Accounting kaiako Dr Waala Ghazy has gone from lecturing to an audience of 700 students at a time in her home country of Egypt to knowing all her students by name in her accounting classes at WITT Te Pūkenga.
With average class sizes of 25 she is able to connect with each student and says: “The opportunity to engage one-to-one is more rewarding than lecturing to an audience in the hundreds.”
After 20 years of teaching, Waala also enjoys the applied focus that polytechnic programmes have when comparing university lecturing to her current role.
“We look at the wider skills a student needs to complement the theoretical skills they are learning to best prepare each person to enter the workforce,” she says.
With experience as an international student, Waala’s journey from student to paid employment is very relatable and she’s often seen as a role model by international students. She says she gets them to focus on what they have to offer, instead of fixating on what they don’t have.
“International students are always look at their language skills as an issue and that can stop them from reaching their goals. Many lack self-confidence comparing themselves to native English speakers.”
She tells them they can’t claim English as their first language and it is ok to have issues with grammar and vocab, but it is something you can work on and improve and not to use language issues as a barrier.
The Bachelor of Accounting is one of the first unified programmes offered at Te Pūkenga and has given Waala an opportunity to participate in the design of the new degree, as well as enjoy the camaraderie of working with other accounting tutors.
“Coming from a large university I am used to having lots of teaching colleagues all doing similar things.”

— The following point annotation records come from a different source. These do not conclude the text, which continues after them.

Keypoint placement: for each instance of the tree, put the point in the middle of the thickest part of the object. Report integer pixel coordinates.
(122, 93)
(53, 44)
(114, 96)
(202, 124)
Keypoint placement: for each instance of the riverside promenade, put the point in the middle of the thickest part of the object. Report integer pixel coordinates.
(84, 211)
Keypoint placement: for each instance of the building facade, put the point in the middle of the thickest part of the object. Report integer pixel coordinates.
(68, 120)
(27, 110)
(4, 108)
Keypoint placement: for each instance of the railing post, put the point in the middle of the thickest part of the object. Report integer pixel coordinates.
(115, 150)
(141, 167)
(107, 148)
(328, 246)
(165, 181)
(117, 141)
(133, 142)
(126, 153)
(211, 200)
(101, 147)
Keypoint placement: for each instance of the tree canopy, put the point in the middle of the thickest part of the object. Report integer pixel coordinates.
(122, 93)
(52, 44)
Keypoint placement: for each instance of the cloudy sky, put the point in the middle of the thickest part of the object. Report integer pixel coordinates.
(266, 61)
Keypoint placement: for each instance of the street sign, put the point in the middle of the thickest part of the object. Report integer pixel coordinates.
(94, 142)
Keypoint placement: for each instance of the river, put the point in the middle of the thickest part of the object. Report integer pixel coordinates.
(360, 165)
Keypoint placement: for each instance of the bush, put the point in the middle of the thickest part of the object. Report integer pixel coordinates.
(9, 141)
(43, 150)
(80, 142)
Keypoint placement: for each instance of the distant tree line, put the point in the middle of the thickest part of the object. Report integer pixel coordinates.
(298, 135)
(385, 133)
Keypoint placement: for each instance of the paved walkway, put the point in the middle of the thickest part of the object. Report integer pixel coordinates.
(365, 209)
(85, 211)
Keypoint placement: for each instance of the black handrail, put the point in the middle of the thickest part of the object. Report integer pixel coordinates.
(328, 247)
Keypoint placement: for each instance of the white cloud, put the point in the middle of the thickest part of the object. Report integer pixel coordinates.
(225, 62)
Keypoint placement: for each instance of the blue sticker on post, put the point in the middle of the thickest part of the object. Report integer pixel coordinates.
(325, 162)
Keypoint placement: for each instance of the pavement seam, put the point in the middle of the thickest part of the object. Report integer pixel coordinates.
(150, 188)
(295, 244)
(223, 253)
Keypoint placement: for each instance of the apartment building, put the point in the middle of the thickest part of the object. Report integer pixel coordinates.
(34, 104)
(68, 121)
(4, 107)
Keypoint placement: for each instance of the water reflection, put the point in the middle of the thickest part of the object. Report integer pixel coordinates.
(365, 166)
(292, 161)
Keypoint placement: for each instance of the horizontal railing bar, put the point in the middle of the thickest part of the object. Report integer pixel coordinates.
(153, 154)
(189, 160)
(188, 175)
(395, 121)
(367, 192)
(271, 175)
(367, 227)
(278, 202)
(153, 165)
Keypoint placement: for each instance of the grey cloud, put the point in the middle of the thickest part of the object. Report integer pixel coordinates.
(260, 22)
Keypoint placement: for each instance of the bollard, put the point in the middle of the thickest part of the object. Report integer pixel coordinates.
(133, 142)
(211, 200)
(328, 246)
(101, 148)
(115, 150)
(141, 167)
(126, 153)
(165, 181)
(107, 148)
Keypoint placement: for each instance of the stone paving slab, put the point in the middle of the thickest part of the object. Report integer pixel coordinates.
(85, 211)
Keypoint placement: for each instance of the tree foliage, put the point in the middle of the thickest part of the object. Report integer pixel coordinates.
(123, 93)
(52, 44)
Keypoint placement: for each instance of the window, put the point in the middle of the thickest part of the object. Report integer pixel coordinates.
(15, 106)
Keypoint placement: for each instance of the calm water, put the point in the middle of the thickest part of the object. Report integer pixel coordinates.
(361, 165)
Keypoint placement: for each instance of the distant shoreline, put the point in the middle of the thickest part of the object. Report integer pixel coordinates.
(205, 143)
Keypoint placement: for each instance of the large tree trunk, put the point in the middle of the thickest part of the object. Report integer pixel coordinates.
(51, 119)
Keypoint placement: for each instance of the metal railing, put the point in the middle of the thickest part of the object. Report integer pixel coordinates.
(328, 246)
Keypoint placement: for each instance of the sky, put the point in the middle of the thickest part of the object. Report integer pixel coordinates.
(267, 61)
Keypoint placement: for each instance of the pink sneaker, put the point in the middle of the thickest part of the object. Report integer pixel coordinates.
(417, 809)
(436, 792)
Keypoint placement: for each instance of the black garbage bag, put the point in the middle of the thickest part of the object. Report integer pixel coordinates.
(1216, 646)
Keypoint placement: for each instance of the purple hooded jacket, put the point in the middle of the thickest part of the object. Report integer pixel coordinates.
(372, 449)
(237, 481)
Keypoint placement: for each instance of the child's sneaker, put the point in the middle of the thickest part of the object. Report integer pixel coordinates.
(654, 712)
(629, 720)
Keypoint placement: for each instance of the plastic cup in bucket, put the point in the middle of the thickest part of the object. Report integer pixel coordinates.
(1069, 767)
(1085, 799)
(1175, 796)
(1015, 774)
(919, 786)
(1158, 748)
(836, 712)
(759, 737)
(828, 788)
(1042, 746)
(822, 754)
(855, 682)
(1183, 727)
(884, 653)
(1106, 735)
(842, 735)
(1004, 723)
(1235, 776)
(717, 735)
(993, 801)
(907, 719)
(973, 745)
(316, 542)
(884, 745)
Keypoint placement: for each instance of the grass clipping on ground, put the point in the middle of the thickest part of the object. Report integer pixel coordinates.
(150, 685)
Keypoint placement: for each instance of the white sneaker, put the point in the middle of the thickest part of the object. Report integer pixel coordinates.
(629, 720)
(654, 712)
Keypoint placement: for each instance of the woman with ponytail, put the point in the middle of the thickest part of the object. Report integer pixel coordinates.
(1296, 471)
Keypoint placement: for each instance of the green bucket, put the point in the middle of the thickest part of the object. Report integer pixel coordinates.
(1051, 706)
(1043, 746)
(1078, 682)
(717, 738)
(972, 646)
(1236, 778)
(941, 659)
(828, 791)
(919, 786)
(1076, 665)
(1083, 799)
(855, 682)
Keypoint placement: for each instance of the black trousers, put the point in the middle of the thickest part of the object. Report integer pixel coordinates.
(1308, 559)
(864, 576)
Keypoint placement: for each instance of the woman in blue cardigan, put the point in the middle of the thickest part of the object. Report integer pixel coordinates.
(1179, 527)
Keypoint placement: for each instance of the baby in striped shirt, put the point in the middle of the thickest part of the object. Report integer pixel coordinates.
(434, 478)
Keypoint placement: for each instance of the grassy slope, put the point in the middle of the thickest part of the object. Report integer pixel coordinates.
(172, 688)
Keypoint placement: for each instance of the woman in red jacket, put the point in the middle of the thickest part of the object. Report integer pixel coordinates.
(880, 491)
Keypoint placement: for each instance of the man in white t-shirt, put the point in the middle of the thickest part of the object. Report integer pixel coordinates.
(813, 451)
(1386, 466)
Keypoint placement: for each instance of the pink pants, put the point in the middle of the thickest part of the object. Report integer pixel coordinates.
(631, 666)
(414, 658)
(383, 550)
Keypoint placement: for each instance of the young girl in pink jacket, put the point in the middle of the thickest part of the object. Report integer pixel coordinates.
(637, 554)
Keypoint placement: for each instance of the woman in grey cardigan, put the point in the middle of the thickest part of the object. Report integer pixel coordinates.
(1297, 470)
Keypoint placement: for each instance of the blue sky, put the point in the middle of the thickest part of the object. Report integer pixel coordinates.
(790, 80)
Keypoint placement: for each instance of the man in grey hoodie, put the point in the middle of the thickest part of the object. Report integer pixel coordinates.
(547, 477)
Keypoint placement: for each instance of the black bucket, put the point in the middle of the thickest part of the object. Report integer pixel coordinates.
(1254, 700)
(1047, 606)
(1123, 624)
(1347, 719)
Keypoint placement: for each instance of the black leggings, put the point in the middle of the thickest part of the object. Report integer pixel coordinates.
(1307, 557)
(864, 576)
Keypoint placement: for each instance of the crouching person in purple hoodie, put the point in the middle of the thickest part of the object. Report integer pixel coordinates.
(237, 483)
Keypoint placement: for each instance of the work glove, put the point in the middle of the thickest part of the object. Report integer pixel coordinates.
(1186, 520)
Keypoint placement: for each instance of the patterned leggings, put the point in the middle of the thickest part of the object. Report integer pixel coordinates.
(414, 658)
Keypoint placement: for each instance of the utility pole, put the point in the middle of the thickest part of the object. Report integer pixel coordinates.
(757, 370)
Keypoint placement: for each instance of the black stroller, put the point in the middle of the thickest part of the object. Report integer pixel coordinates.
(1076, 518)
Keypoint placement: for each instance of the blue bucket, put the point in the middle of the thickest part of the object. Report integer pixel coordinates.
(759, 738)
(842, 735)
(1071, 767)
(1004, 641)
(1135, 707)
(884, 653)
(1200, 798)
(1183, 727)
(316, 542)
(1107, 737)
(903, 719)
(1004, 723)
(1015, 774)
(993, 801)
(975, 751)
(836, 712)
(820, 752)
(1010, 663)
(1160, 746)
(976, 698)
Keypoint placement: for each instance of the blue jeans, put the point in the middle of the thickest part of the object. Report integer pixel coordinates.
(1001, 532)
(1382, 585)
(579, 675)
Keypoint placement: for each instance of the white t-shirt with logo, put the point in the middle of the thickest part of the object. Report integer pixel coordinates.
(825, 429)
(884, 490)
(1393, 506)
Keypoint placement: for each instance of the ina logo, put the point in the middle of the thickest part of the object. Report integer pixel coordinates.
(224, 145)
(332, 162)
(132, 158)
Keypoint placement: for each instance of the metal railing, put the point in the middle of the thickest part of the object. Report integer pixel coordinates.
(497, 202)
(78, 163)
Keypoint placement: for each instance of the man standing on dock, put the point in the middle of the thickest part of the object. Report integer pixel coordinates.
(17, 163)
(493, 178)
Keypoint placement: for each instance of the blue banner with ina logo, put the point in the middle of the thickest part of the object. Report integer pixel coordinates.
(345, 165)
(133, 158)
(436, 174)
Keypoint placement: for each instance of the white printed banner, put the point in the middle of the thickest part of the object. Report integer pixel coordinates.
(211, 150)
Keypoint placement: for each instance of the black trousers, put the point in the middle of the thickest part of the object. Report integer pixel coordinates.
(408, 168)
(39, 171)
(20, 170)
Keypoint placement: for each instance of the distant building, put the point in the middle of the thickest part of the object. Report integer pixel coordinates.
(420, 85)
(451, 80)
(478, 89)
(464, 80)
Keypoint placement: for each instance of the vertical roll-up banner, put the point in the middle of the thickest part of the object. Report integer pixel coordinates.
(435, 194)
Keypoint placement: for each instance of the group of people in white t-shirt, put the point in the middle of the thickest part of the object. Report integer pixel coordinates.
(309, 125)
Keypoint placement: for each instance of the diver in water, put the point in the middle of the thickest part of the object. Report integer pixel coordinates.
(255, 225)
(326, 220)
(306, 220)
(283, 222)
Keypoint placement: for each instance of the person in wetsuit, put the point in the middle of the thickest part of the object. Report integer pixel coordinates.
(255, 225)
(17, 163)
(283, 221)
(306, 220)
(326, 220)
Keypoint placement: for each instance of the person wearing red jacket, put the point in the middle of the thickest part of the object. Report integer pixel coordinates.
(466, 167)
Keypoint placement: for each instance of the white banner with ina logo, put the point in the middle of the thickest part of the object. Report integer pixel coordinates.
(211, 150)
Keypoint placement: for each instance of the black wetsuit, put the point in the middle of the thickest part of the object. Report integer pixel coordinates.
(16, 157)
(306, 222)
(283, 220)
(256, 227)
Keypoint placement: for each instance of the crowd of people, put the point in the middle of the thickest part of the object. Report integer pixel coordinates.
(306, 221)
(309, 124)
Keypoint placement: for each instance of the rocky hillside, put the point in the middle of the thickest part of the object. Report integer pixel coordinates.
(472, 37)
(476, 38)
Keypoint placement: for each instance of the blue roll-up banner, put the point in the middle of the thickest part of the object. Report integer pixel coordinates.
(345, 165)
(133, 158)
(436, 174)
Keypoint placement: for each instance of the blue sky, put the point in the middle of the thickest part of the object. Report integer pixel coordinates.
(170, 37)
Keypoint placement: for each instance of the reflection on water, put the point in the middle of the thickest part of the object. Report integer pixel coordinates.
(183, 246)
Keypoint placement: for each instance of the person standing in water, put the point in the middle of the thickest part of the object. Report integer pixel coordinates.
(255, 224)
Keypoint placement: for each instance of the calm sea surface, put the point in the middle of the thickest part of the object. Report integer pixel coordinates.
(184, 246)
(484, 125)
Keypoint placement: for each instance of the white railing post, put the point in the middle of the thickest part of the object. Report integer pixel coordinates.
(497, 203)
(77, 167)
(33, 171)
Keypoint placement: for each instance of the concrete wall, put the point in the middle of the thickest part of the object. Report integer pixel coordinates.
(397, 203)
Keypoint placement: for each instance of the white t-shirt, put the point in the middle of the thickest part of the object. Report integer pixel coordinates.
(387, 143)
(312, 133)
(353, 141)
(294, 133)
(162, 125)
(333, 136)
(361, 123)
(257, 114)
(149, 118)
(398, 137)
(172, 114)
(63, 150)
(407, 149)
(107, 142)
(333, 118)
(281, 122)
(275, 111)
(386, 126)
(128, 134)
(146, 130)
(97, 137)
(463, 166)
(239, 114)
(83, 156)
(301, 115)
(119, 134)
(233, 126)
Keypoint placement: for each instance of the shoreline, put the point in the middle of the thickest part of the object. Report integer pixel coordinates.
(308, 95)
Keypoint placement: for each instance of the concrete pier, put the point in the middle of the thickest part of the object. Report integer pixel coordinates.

She says it is great to now be teaching and delivering the programme she helped create.
“Last year I taught courses developed by others and with the new degree I have the opportunity to update my teaching material to both support the new curriculum and suit my style,” she says.
Waala and her husband and two teenage children moved to New Zealand in 2018 for Waala to complete her PhD in Accounting at AUT in Auckland. She says New Zealand is more beautiful than she imagined - she had assumed the countryside was going to be like a mini England.